CNN anchor Brooke Baldwin on what it’s like to be on the air when news of yet another mass shooting breaks:
I know exactly how the unwritten script is going to go next: behind the scenes my team is scrambling to get a law enforcement analyst up live with me to explain (yet again) what’s happening at the shooting scene as this is all unfolding.
Secure the perimeter, get bystanders to safety, locate the shooter… or shooters. And then I find myself pivoting back and forth between guests, eyewitnesses, repeating the pieces of information police are releasing publicly and parsing their words: “heavily armed”; “bodies”; “suspicious package”; “they.”
Media sites always spotlight what time each channel broke the news.
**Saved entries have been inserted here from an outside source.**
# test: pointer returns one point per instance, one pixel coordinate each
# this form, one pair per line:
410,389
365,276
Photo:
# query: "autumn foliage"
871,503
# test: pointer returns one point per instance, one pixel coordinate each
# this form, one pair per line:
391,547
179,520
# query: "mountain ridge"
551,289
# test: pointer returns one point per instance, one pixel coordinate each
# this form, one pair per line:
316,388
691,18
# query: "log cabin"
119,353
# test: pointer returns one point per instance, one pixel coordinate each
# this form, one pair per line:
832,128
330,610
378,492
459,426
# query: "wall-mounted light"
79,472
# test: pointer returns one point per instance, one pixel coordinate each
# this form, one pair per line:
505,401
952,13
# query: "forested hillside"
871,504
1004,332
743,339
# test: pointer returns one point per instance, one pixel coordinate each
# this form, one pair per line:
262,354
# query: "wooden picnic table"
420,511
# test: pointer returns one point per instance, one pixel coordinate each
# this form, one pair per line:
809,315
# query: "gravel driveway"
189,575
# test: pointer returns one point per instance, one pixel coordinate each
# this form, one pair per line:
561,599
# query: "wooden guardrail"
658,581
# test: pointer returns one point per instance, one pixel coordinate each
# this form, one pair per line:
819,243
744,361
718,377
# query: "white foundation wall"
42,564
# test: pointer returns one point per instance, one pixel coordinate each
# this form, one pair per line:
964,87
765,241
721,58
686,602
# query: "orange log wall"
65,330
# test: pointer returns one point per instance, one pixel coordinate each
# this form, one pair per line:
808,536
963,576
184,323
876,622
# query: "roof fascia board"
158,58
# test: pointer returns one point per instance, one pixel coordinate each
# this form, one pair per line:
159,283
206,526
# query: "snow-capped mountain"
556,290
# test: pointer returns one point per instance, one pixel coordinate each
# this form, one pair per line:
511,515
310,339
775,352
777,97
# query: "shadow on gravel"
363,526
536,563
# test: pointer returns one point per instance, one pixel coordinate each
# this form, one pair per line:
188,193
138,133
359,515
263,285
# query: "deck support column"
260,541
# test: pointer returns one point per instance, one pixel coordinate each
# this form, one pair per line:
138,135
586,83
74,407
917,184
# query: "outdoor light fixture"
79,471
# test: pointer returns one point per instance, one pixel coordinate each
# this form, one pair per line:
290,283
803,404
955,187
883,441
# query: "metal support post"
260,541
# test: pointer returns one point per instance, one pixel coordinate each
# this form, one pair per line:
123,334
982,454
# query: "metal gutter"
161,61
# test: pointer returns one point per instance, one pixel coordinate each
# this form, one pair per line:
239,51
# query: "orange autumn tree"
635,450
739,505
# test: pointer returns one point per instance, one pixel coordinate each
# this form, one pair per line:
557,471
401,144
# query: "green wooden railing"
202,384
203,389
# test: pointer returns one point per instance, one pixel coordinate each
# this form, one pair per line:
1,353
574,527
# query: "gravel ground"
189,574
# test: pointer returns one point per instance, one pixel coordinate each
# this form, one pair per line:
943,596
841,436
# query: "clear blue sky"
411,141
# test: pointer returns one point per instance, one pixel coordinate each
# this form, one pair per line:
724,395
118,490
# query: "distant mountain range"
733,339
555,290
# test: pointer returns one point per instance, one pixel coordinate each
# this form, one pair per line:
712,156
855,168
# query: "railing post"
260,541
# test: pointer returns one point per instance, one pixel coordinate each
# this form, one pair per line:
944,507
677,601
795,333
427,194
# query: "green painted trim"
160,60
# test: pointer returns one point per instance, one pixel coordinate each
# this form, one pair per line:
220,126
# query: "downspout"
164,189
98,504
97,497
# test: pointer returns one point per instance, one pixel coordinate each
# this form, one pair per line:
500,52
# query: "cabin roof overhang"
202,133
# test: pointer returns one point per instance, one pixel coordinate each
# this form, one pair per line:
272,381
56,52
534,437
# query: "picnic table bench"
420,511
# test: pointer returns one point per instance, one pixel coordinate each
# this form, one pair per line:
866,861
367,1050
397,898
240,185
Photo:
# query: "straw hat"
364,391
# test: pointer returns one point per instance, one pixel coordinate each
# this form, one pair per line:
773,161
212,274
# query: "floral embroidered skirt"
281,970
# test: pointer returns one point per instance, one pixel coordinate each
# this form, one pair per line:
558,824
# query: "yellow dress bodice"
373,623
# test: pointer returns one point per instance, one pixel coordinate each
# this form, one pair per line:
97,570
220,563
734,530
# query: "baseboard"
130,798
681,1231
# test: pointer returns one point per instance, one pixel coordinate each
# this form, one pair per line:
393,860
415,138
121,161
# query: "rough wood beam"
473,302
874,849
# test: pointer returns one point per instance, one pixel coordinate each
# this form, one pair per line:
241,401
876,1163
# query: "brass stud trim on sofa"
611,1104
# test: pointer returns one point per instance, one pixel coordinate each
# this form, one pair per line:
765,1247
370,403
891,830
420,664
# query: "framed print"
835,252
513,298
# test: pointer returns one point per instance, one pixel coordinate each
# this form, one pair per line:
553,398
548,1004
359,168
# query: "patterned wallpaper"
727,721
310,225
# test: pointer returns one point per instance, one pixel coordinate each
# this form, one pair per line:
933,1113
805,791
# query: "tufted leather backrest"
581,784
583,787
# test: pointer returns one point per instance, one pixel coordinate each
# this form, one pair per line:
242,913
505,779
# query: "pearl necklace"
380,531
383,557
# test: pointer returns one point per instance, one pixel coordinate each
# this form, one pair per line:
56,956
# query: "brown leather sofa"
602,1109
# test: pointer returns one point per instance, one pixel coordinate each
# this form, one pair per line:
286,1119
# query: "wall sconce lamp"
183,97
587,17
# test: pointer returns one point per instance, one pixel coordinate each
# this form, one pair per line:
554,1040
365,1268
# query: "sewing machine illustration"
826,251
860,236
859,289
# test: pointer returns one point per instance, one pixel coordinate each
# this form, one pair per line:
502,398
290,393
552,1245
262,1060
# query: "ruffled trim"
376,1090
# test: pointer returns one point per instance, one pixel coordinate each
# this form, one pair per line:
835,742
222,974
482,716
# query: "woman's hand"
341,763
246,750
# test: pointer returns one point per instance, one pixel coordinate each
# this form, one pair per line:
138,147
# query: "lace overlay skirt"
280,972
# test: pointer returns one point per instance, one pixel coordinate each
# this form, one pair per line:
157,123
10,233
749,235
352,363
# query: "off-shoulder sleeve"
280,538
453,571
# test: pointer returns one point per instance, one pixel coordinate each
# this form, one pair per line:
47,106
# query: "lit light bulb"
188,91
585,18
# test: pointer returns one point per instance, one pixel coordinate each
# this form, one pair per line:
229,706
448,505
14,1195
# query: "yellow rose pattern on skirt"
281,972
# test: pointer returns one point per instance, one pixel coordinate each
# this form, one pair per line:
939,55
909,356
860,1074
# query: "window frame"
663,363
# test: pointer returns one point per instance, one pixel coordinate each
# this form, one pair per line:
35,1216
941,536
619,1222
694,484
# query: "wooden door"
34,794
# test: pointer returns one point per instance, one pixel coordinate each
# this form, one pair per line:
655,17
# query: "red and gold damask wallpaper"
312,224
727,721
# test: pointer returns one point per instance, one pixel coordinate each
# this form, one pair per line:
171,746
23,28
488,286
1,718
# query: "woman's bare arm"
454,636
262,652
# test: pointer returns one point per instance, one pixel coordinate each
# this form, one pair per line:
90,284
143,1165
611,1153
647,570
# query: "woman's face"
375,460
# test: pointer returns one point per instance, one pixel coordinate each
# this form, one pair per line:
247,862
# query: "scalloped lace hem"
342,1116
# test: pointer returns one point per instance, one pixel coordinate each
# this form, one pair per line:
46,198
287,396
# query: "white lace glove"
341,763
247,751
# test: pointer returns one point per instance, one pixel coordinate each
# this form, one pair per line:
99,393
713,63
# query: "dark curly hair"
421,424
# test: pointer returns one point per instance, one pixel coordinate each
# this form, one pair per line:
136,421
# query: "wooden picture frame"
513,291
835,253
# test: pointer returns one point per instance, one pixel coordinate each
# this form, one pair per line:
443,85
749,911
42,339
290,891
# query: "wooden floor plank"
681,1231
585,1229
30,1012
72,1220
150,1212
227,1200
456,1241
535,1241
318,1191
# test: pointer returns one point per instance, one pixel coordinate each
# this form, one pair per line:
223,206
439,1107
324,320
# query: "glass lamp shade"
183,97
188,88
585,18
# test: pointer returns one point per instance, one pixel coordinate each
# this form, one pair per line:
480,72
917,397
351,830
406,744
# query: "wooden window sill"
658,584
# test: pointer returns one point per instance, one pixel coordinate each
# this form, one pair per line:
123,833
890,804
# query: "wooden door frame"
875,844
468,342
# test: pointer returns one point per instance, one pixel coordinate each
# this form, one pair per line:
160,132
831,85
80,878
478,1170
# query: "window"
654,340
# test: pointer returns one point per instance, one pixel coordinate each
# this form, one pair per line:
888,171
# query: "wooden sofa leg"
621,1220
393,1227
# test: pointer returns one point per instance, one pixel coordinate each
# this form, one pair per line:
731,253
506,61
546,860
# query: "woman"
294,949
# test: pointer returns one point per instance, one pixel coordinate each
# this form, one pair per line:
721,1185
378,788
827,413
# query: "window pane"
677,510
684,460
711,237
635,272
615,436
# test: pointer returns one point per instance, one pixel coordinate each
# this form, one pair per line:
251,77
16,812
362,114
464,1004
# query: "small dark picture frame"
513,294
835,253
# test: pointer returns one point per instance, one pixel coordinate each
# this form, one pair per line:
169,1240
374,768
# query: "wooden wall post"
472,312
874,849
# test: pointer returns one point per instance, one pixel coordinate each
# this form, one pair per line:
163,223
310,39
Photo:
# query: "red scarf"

Officials spell their first and last names at news conferences. Hospitals start to alert how many patients they’re taking in. Schools go on lockdown. But it’s always too early to know the answer to the most important question — the question that nags at me as I go home at night: Why?
I know we journalists have a reputation for being cynics. We do. It’s our job to question — everything. But I will also share this: I’ll never forget coming home after covering Sandy Hook. Seeing the faces of family members. The firefighters who could never unsee the unthinkable. Those tiny caskets. I came home, sat in my dark apartment because I didn’t even bother to turn the lights on, and wept.